Geometric Image Editing via Effects-Sensitive In-Context Inpainting with Diffusion Transformers
Shuo Zhang, Wenzhuo Wu, Huayu Zhang, Jiarong Cheng, Xianghao Zang, Chao Ban, Hao Sun, Zhongjiang He, Tianwei Cao, Kongming Liang, Zhanyu Ma
TL;DR
GeoEdit advances geometric image editing by integrating a geometry-aware Geometric Transformation module and Effects-Sensitive Attention into a diffusion-transformer in-context inpainting framework. It enables precise object manipulation (translation, rotation, scaling) and photorealistic lighting/shadow effects, supported by RS-Objects, a large 120k+ dataset. Empirical results on GeoBench show consistent gains over prior methods in geometric accuracy, realism, and user-perceived quality, with theoretical support for ESA improving attention alignment. The approach offers a scalable, non-finetuning solution for complex scene editing with strong generalization to 2D and 3D transformations.
Abstract
Recent advances in diffusion models have significantly improved image editing. However, challenges persist in handling geometric transformations, such as translation, rotation, and scaling, particularly in complex scenes. Existing approaches suffer from two main limitations: (1) difficulty in achieving accurate geometric editing of object translation, rotation, and scaling; (2) inadequate modeling of intricate lighting and shadow effects, leading to unrealistic results.

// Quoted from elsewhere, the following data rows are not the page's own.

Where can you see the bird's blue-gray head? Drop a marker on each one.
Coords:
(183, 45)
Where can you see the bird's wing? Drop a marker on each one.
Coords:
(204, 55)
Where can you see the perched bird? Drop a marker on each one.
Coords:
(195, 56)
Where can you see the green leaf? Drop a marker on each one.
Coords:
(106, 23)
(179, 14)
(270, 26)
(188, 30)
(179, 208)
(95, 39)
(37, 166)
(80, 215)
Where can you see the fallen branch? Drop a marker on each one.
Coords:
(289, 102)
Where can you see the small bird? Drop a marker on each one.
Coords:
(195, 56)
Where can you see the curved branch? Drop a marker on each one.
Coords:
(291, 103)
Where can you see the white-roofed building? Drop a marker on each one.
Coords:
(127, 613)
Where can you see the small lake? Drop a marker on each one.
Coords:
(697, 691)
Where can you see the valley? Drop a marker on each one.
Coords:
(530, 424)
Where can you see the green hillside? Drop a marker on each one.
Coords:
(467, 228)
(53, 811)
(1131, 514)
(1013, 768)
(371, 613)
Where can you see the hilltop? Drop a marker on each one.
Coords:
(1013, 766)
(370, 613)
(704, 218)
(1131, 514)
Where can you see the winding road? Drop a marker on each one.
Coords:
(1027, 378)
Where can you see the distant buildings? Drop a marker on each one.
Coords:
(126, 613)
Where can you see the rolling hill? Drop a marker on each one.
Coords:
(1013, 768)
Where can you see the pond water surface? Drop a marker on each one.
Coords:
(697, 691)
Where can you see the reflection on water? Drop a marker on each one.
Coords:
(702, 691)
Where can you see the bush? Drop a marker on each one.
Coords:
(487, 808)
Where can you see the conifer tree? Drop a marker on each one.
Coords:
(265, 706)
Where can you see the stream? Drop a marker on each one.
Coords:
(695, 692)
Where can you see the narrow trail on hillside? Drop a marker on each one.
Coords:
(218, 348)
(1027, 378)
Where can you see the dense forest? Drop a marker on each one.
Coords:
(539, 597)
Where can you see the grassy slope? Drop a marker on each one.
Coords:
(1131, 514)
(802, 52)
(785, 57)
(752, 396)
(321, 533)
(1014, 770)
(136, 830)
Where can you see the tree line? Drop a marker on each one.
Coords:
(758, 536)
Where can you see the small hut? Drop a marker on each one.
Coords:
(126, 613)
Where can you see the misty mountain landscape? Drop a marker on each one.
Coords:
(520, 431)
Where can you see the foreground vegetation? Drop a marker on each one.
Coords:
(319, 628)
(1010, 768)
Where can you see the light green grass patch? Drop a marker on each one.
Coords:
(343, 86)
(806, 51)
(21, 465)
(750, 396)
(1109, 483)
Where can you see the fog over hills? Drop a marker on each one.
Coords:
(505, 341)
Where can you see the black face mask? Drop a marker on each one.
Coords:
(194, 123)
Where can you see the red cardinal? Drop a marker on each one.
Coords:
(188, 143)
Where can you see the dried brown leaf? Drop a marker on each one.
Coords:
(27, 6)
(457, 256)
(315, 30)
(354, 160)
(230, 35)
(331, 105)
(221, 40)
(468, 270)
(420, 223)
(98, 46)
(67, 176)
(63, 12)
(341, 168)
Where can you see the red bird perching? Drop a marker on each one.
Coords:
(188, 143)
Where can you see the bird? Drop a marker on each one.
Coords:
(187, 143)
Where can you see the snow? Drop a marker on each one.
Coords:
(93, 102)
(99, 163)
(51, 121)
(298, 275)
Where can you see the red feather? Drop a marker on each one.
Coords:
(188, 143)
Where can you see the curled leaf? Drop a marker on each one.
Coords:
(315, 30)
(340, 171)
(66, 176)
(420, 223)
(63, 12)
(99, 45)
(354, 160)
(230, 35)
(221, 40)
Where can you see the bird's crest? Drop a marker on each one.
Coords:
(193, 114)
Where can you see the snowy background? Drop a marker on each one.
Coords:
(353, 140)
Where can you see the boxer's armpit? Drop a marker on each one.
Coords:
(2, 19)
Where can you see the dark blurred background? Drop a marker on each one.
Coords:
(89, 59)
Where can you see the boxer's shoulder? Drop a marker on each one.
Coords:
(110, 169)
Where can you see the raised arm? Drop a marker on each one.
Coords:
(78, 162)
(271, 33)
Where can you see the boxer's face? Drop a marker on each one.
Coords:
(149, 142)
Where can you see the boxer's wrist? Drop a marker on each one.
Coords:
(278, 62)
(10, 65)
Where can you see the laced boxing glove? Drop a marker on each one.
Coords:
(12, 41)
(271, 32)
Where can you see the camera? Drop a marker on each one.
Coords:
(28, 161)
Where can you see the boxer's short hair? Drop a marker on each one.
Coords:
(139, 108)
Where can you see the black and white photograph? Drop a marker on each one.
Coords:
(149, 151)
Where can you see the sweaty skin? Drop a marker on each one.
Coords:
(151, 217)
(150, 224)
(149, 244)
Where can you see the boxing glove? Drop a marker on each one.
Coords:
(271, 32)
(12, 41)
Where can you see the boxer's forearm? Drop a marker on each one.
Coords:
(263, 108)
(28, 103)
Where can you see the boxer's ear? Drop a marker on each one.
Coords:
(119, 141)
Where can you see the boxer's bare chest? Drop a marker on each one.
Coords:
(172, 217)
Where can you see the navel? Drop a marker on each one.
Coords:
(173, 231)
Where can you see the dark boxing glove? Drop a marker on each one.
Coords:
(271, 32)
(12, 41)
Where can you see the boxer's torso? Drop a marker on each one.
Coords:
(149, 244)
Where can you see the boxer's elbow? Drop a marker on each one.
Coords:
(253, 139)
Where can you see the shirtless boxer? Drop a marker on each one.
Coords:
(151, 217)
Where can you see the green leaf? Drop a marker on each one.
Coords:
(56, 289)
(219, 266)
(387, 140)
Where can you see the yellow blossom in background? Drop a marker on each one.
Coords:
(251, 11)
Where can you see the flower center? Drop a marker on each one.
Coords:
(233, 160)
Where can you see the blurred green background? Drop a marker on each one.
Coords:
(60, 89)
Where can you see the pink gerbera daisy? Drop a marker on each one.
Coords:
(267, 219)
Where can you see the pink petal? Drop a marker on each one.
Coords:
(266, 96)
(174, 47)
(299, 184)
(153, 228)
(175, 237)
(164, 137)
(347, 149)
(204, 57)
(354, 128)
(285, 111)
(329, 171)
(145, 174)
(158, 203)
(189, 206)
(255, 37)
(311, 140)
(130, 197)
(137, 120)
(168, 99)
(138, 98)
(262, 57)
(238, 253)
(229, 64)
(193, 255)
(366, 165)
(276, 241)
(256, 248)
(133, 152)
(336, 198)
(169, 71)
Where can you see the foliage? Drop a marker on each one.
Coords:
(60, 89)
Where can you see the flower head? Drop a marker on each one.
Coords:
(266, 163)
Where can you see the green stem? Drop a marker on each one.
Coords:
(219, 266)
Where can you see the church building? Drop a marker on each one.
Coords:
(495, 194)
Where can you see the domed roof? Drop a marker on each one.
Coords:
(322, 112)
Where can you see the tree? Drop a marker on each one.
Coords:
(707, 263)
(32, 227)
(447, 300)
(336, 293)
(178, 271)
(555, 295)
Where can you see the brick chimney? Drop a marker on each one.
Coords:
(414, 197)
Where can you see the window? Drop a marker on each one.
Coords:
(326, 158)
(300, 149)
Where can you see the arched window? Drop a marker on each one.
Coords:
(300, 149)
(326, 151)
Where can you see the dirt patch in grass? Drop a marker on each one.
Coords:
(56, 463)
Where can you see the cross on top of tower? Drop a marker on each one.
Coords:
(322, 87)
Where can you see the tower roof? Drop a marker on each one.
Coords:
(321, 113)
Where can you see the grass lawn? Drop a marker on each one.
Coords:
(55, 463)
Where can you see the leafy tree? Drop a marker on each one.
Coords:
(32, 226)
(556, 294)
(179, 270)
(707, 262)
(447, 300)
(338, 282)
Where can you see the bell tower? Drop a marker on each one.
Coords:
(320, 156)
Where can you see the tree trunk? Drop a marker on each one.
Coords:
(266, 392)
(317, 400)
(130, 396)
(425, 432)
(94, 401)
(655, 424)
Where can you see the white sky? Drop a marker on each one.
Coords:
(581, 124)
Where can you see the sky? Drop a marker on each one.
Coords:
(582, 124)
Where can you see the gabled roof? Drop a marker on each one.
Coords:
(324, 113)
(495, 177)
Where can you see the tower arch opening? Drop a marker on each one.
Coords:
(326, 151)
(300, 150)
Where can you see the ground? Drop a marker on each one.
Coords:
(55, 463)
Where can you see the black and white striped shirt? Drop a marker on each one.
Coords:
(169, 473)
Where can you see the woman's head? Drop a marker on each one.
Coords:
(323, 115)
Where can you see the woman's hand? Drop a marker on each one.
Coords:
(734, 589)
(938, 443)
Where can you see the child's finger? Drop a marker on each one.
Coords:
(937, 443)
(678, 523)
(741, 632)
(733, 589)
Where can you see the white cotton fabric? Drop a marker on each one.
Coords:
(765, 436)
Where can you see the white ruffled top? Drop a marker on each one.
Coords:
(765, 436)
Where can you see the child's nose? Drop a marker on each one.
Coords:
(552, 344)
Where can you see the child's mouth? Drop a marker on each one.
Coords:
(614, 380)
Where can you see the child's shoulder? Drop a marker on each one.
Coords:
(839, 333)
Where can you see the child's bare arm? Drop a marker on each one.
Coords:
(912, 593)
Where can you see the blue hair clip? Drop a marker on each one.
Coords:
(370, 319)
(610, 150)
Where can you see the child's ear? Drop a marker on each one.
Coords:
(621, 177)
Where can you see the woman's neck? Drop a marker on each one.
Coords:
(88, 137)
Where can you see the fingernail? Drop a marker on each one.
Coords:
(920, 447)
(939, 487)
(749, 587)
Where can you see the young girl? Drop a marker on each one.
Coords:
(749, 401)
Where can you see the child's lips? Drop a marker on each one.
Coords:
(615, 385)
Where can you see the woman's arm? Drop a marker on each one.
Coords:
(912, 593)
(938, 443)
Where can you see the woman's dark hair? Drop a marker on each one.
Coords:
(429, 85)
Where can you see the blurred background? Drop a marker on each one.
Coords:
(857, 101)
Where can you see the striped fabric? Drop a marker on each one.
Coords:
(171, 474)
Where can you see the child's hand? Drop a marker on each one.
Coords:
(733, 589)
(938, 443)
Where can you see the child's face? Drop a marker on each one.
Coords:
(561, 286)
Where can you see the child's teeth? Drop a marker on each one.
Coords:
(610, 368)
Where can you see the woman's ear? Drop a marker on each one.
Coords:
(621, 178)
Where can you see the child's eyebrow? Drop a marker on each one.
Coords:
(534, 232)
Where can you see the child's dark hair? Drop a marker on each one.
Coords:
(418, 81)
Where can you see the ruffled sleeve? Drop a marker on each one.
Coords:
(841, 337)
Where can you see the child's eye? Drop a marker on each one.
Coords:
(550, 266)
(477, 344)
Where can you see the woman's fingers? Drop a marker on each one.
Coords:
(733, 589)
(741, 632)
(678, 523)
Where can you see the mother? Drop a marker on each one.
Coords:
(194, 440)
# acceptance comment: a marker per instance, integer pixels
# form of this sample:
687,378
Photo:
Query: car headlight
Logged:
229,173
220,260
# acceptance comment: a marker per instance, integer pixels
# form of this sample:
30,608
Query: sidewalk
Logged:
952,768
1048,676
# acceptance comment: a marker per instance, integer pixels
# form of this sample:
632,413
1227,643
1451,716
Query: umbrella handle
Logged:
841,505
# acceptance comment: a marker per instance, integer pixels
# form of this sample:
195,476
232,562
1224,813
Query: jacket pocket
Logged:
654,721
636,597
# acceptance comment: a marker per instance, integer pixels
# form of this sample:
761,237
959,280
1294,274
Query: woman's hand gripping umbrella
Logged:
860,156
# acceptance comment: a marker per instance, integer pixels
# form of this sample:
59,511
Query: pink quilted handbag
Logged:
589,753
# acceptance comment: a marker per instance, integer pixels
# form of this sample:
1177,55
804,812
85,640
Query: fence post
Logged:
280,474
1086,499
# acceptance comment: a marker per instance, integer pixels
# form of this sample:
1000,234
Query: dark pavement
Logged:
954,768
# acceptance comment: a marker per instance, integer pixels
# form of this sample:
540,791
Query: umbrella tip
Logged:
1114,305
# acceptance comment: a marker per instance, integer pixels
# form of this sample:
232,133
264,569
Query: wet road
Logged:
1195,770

To address these issues, we propose GeoEdit, a framework that leverages in-context generation through a diffusion transformer module, which integrates geometric transformations for precise object edits. Moreover, we introduce Effects-Sensitive Attention, which enhances the modeling of intricate lighting and shadow effects for improved realism. To further support training, we construct RS-Objects, a large-scale geometric editing dataset containing over 120,000 high-quality image pairs, enabling the model to learn precise geometric editing while generating realistic lighting and shadows. Extensive experiments on public benchmarks demonstrate that GeoEdit consistently outperforms state-of-the-art methods in terms of visual quality, geometric accuracy, and realism.